Ils ont cité l'affaire Lowe c. SEC de 1985, dans laquelle la Cour suprême a statué que la diffusion d'informations sans détenir des actifs pour le compte de clients ni agir en leur nom constitue un comportement protégé par la liberté d'expression et ne constitue pas une activité professionnelle réglementée.

Les développeurs de cryptomonnaies ne peuvent pas être considérés comme des boucs émissaires

Dans certains cas, les logiciels cryptographiques éliminent les intermédiaires traditionnels, permettant la gestion autonome et les transactions peer-to-peer, ce qui rend inutile l'autorité centralisée pour l'envoi et le stockage des fonds.

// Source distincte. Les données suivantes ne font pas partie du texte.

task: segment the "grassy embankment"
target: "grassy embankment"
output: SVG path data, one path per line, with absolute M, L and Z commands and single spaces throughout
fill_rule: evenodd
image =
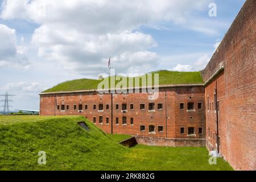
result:
M 86 131 L 77 124 L 84 121 Z M 232 170 L 205 147 L 118 143 L 129 135 L 106 135 L 82 117 L 0 117 L 0 170 Z M 46 152 L 46 165 L 38 164 Z

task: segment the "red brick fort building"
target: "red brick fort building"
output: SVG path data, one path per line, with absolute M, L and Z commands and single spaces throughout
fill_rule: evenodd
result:
M 53 88 L 40 94 L 40 115 L 84 115 L 105 132 L 132 135 L 139 143 L 206 146 L 235 169 L 256 170 L 255 32 L 256 1 L 247 0 L 198 73 L 201 82 L 160 81 L 156 100 L 147 92 Z

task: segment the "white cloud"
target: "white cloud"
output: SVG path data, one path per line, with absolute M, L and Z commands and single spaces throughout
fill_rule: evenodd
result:
M 177 72 L 190 72 L 192 71 L 192 67 L 190 65 L 177 64 L 171 70 Z
M 42 91 L 42 88 L 38 82 L 27 83 L 24 82 L 10 82 L 3 86 L 3 89 L 11 92 L 36 92 Z
M 0 24 L 0 67 L 11 66 L 27 69 L 30 62 L 24 55 L 25 48 L 18 45 L 16 31 Z

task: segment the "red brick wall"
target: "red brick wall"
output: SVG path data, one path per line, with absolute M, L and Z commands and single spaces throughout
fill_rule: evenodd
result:
M 162 89 L 157 100 L 148 100 L 148 93 L 114 94 L 113 102 L 113 133 L 131 134 L 134 135 L 181 138 L 205 138 L 204 88 L 203 86 L 176 87 Z M 148 104 L 155 104 L 155 111 L 148 110 Z M 180 109 L 180 102 L 184 103 L 184 109 Z M 195 111 L 187 111 L 187 103 L 194 102 Z M 197 103 L 202 102 L 203 109 L 197 109 Z M 118 104 L 119 109 L 115 109 Z M 127 104 L 127 111 L 122 111 L 122 104 Z M 130 106 L 133 104 L 134 108 Z M 145 109 L 140 109 L 140 104 L 145 104 Z M 158 109 L 158 104 L 163 104 L 163 109 Z M 79 104 L 82 105 L 82 111 L 78 111 Z M 96 109 L 93 110 L 93 105 Z M 103 104 L 104 111 L 98 110 L 99 104 Z M 109 104 L 109 109 L 106 105 Z M 65 105 L 65 111 L 61 111 L 61 105 Z M 73 105 L 77 109 L 74 110 Z M 88 109 L 85 110 L 85 105 Z M 57 106 L 60 109 L 57 110 Z M 69 110 L 67 110 L 69 105 Z M 100 94 L 97 92 L 82 93 L 56 94 L 56 95 L 41 95 L 40 114 L 43 115 L 82 115 L 89 120 L 96 118 L 96 125 L 104 131 L 111 133 L 111 94 Z M 103 123 L 99 123 L 99 117 L 103 117 Z M 122 125 L 122 117 L 126 117 L 126 125 Z M 167 120 L 166 120 L 167 117 Z M 192 118 L 191 119 L 190 117 Z M 109 118 L 109 124 L 106 123 L 106 118 Z M 118 118 L 118 125 L 115 124 L 115 118 Z M 134 125 L 130 125 L 130 118 L 134 119 Z M 167 125 L 166 125 L 167 124 Z M 141 131 L 141 125 L 145 125 L 145 131 Z M 155 133 L 148 132 L 150 125 L 155 126 Z M 159 132 L 158 126 L 163 126 L 163 131 Z M 185 134 L 180 134 L 180 127 L 185 127 Z M 195 128 L 195 135 L 188 136 L 188 127 Z M 198 134 L 198 127 L 203 127 L 203 134 Z
M 205 101 L 208 94 L 213 100 L 217 81 L 221 153 L 236 169 L 256 170 L 255 33 L 256 1 L 247 0 L 201 72 L 206 81 L 220 63 L 225 66 L 222 75 L 206 86 Z M 214 112 L 207 110 L 206 118 L 207 128 L 216 133 Z

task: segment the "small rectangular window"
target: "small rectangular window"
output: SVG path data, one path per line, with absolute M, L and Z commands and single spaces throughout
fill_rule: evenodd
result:
M 198 134 L 199 135 L 202 135 L 203 134 L 203 127 L 199 127 L 198 128 Z
M 183 134 L 185 133 L 185 128 L 184 127 L 180 127 L 180 134 Z
M 155 109 L 155 103 L 148 104 L 148 110 L 154 110 Z
M 99 104 L 98 105 L 98 110 L 103 110 L 103 104 Z
M 126 117 L 125 116 L 123 117 L 122 124 L 126 125 Z
M 122 104 L 122 110 L 127 110 L 127 104 Z
M 109 124 L 109 118 L 106 118 L 106 124 Z
M 202 109 L 202 102 L 198 103 L 198 109 Z
M 100 124 L 103 123 L 103 117 L 102 116 L 99 117 L 98 122 Z
M 184 109 L 184 103 L 180 103 L 180 109 Z
M 130 119 L 130 124 L 131 124 L 131 125 L 133 125 L 133 118 L 131 118 L 131 119 Z
M 194 109 L 194 103 L 189 102 L 188 103 L 188 110 L 193 110 Z
M 189 135 L 195 134 L 195 127 L 189 127 L 188 130 L 188 134 Z
M 163 132 L 163 126 L 158 126 L 158 132 Z
M 158 104 L 158 110 L 163 109 L 163 104 L 162 103 Z
M 148 127 L 148 132 L 149 133 L 155 133 L 155 126 L 150 125 Z
M 141 125 L 141 131 L 145 131 L 146 127 L 145 125 Z

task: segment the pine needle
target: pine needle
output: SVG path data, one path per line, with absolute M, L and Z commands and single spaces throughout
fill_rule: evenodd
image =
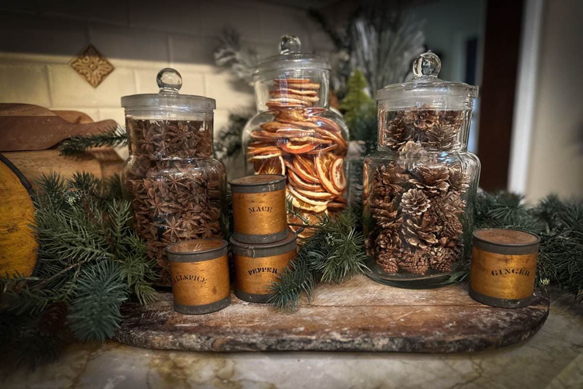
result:
M 59 145 L 59 153 L 65 156 L 75 156 L 82 153 L 87 149 L 96 147 L 118 147 L 128 144 L 128 134 L 122 126 L 104 130 L 99 134 L 66 139 Z

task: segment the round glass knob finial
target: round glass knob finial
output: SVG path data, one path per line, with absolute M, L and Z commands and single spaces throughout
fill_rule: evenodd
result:
M 279 54 L 290 54 L 300 52 L 301 42 L 300 38 L 293 35 L 284 35 L 279 43 Z
M 437 77 L 441 70 L 441 61 L 434 52 L 427 51 L 420 54 L 413 63 L 415 78 L 423 76 Z
M 172 68 L 164 68 L 160 71 L 156 81 L 160 87 L 160 93 L 165 94 L 178 94 L 182 87 L 182 76 L 177 70 Z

Traditionnellement, les institutions financières agissant comme intermédiaires doivent être réglementées par le gouvernement et détenir des licences pour agir au nom des utilisateurs.

Van Valkenburgh et Pieper affirment que, bien qu'il soit extrêmement difficile d'établir un cadre réglementaire autour des nouvelles technologies, classifier les développeurs de logiciels comme des intermédiaires pour des raisons de « commodité administrative » n'est pas une solution.

« Le logiciel cryptographique n’a pas besoin de théories juridiques novatrices ou d’exemptions particulières. Il nécessite simplement l’application fidèle des principes établis de la Première Amendement à un nouvel environnement technologique. » ont-ils ajouté.

À l'ère informatique, le logiciel est devenu le principal moyen d'exprimer des idées et d'organiser la vie économique ; l'importance de ces principes n'a pas diminué, mais s'est au contraire renforcée. Écrire et publier du code, c'est exercer la liberté d'expression. Dans une société libre, la liberté d'expression ne peut être étouffée par des restrictions de licence.

L'année dernière, Storm a été reconnu coupable de conspiration pour avoir exploité une activité de transfert de fonds sans autorisation, mais son avocat a continué de déposer une motion de rejet de l'instance fondée sur l'affaire Cox Communications Inc. c. Sony Music Entertainment de la Cour suprême, arguant qu'il n'avait pas l'intention de participer au crime allégué.

Les deux cofondateurs du wallet Bitcoin axé sur la confidentialité, Samourai Wallet, ont également été déclarés coupables des mêmes infractions et condamnés à des peines de quatre à cinq ans d'emprisonnement.